Archie Shepp was born on May 24, 1937 in Fort Lauderdale, Florida but was raised in Philadelphia, Pennsylvania. He studied piano, clarinet and alto saxophone before focusing on the tenor saxophone. He studied drama at Goddard College from 1955-59, eventually turning professional.

Shepp played in a Latin jazz band for a short time before joining the band of avant-garde pianist Cecil Taylor. His debut recording as a leader was under his own name, Archie Shepp-Bill Dixon Quartet on the Savoy label. The 1962 session included an Ornette Coleman composition was the initial link to the formation of the New York Contemporary Five, which included Don Cherry. Two years later with the admiration of Coltrane he recorded Four For Trane on Impulse Records with trombonist Roswell Rudd, bassist Reggie Workman and alto John Tchicai.

Archie participated in the sessions for Coltrane’s A Love Supreme in late 1964, but none of the takes were included on the final release but has since been made available on a 2002 reissue. He would cut Ascension with Coltrane in 1965, and his place alongside Coltrane at the forefront of the avant-garde jazz scene was epitomized when the pair split the record New Thing At Newport, the first side a Coltrane set, the second a Shepp set.

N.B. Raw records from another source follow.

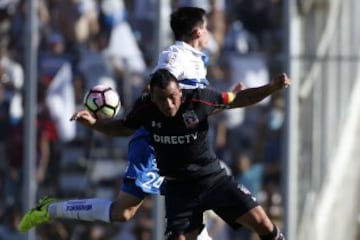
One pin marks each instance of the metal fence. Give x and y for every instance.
(323, 59)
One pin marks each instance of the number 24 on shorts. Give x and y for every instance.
(150, 182)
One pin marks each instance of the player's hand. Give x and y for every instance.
(281, 81)
(84, 117)
(238, 87)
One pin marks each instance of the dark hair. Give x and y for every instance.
(184, 20)
(161, 78)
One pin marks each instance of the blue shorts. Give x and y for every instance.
(142, 175)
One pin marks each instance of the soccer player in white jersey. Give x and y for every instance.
(186, 61)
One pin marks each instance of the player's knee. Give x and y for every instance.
(126, 215)
(119, 214)
(257, 220)
(175, 236)
(275, 234)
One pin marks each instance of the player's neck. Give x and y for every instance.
(195, 44)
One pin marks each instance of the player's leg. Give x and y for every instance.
(184, 213)
(257, 220)
(243, 210)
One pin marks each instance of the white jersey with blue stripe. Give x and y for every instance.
(186, 63)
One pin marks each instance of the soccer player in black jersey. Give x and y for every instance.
(177, 120)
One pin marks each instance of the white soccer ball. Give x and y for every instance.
(102, 101)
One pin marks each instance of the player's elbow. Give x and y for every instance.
(124, 216)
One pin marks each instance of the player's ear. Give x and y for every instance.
(196, 33)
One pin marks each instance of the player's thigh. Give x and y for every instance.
(257, 220)
(231, 201)
(183, 211)
(125, 206)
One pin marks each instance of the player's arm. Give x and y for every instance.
(251, 96)
(110, 127)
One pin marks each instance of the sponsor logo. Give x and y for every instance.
(185, 139)
(155, 124)
(190, 119)
(85, 207)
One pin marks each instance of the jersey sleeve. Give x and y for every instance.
(172, 61)
(136, 116)
(215, 99)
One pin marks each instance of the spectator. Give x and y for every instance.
(12, 77)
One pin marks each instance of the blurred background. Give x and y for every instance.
(296, 151)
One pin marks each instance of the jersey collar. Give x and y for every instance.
(187, 46)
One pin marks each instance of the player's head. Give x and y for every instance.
(165, 92)
(189, 24)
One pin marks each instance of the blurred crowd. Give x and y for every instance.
(81, 43)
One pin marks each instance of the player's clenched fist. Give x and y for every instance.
(281, 81)
(84, 117)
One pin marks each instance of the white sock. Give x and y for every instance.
(84, 209)
(204, 235)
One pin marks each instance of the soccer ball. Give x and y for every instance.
(102, 101)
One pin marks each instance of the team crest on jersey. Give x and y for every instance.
(191, 120)
(171, 58)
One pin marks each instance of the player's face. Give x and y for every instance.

During the decade he would develop his political consciousness and Afrocentric orientation, recording albums that reflected. His albums Fire Music and The Magic of Ju-Ju put him at the forefront of the free-form avant-garde movement along with Pharoah Sanders. He continued to experiment into the new decade, at various times with harmonica players and even spoken word poets. Never far from political and social commentary Archie released Attica Blues for the prison riots and The Cry Of My People that spoke to civil rights. He also wrote for theater including The Communist and Lady Day: A Musical Tragedy.

In 1971, Shepp was recruited to the University of Massachusetts Amherst that began a thirty-year career as a professor teaching Revolutionary Concepts in African-American Music and Black Musician in the Theater, also teaching African-American Studies at SUNY in Buffalo, New York.

In the late 1970s and beyond Archie would record blues, ballads, spirituals, tributes to traditional jazz musicians, as well as R&B. He would perform with Sun Ra’s Arkestra, French trumpeter Eric Le Lann, with Michel Herr creating the original score for the film Just Friends. He also appeared on the Red, Hot Organization’s tribute to Fela Kuti titled Red, Hot and Riot.

He has been featured in two documentary films, 1981’s Imagine The Sound, in which he discusses and performs his music and poetry, and Mystery Mr. Ra in which he discusses and performs his music and poetry. Shepp also appears in Mystery, Mr. Ra, a 1984 French documentary about Sun Ra.

In 2004 he founded his own record label, Archieball, together with Monette Berthomier in Paris. Tenor and soprano saxophonist, pianist, vocalist Archie Shepp continues to perform, collaborate and record.